The Sea-Bird

This is intended as a bit of epic piffle in the style of Yeats or Shelley or some such similiar poet, such as one has not read. Is it Yeats? It might be Keats. Perhaps there are both. A Keats and a Yeats!

In any case, the name hardly matters - it's the impression that the name is meant to convey: that's the thing. This poem is intended to be in that same general rank and category, to belong to that particular grand style, to be placed in that class among the rich literary legacies of those immortal names, those giants: Keats, Shelley, and perhaps Yeats. Now that I think about it, "Yeats" sounds a little goofy. "Yeets!" But what do you want from me? I didn't name the bastard.

To best appreciate the effect of the language, the poem should be read aloud in a measured voice at a stately pace, in arch accents rich and dripping with ripe, plummy vowels; and read slowly - with great deliberation and with well-placed pauses to give the portent of it all a chance to really breathe. Remember: meaning lives in the silences.

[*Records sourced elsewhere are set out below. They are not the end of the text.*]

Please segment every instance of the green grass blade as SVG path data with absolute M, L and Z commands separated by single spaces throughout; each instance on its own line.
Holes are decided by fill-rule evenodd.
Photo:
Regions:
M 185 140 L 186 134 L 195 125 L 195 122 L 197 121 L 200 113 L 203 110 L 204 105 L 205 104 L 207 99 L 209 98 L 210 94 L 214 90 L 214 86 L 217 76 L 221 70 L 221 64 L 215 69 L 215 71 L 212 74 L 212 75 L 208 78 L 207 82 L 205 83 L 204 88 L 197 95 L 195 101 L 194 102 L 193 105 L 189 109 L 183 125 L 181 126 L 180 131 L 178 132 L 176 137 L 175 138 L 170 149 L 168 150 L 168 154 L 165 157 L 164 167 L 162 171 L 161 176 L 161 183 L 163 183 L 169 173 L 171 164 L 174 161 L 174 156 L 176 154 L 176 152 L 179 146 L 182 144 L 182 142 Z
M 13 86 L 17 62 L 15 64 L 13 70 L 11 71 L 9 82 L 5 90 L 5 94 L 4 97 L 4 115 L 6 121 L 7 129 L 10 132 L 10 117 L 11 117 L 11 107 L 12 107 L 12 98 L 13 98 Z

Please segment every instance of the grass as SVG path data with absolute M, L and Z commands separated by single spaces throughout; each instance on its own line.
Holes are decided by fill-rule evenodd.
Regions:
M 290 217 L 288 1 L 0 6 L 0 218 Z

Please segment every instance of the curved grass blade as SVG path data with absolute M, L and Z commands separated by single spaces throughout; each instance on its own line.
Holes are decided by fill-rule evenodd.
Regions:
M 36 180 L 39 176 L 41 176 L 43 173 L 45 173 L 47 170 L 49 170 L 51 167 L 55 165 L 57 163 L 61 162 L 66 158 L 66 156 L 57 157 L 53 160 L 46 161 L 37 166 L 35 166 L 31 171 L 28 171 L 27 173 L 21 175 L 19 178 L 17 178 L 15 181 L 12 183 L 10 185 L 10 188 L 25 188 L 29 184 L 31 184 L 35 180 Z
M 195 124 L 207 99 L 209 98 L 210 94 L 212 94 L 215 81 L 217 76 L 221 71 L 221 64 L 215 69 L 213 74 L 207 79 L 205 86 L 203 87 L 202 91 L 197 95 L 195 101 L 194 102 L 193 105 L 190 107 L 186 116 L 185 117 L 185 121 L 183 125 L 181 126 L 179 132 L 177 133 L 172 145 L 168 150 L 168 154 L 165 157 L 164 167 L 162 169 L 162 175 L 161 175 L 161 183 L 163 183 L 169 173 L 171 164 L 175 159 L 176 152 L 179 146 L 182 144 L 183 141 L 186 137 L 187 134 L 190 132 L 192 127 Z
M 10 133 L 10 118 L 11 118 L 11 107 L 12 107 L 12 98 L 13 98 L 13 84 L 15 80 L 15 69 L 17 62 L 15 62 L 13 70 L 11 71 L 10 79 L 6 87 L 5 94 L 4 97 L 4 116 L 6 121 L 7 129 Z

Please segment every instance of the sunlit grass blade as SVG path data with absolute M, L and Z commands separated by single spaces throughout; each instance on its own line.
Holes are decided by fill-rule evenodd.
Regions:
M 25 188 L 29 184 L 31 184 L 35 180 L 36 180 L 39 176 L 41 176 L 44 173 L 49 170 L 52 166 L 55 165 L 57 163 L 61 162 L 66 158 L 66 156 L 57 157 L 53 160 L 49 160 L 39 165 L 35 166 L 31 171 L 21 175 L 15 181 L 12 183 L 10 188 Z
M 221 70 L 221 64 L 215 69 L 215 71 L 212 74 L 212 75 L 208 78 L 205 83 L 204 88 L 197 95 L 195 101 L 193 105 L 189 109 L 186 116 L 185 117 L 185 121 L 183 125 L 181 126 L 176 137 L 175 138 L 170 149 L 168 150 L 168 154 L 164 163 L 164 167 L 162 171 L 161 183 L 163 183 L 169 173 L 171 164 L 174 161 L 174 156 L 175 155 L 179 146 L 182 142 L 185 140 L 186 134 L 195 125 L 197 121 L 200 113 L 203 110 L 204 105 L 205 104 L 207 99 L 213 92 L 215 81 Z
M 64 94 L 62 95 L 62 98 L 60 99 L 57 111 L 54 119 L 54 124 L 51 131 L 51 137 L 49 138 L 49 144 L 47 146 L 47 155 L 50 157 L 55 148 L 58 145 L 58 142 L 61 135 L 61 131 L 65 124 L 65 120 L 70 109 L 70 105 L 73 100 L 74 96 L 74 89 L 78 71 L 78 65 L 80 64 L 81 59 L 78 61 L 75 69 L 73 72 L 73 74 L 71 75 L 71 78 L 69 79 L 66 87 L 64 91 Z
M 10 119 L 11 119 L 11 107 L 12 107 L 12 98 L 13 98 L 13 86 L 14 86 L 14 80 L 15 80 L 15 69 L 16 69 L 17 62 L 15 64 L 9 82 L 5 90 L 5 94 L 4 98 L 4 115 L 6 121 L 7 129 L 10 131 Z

Without further ado: I give you: The Sea-Bird:

The Sea-Bird

- by Geholmes Watchfop Thacklevoy -


(my pseudo pen-name de guerre du jour)


I saw a mighty sea-bird hover,
wings athwart, above a choppy river-mouth
that empties to the Bay.
She labored lightly, leaning into
headwind, shaking wings akimbo
barely flapping, course correcting,
one foot over copper waters.

Making slow but forward progress
all unsteady, shaking pinions
barely just aloft, but gliding
ever forward, yard by yard.
Suddenly, mid-air she stumbled,
tottered as the wind from under
failed her - her with only inches
'twixt her and the waves beneath.

Up they slapped, to catch and gather
her ungainly, graceless flapping,
floating now, and looking 'round to see
if any witness saw. I will never tell -
my lovely sea-bird: please consider
your indignity a confidence
between us that I vow to keep

as I make my way on forward
slowly, leaning into headwind
ever forward, yard by yard
catastrophe an inch beneath


It may seem a bit of a weak effort now, a bit daft to the modern eye perhaps. Never you mind. It will fall to later generations to read reams of meaning into those elegiac verses - certainly freighted to bursting with hidden significance and themes, themes, themes of universal import and significance. If I've learned one thing from studying poetry: that's it.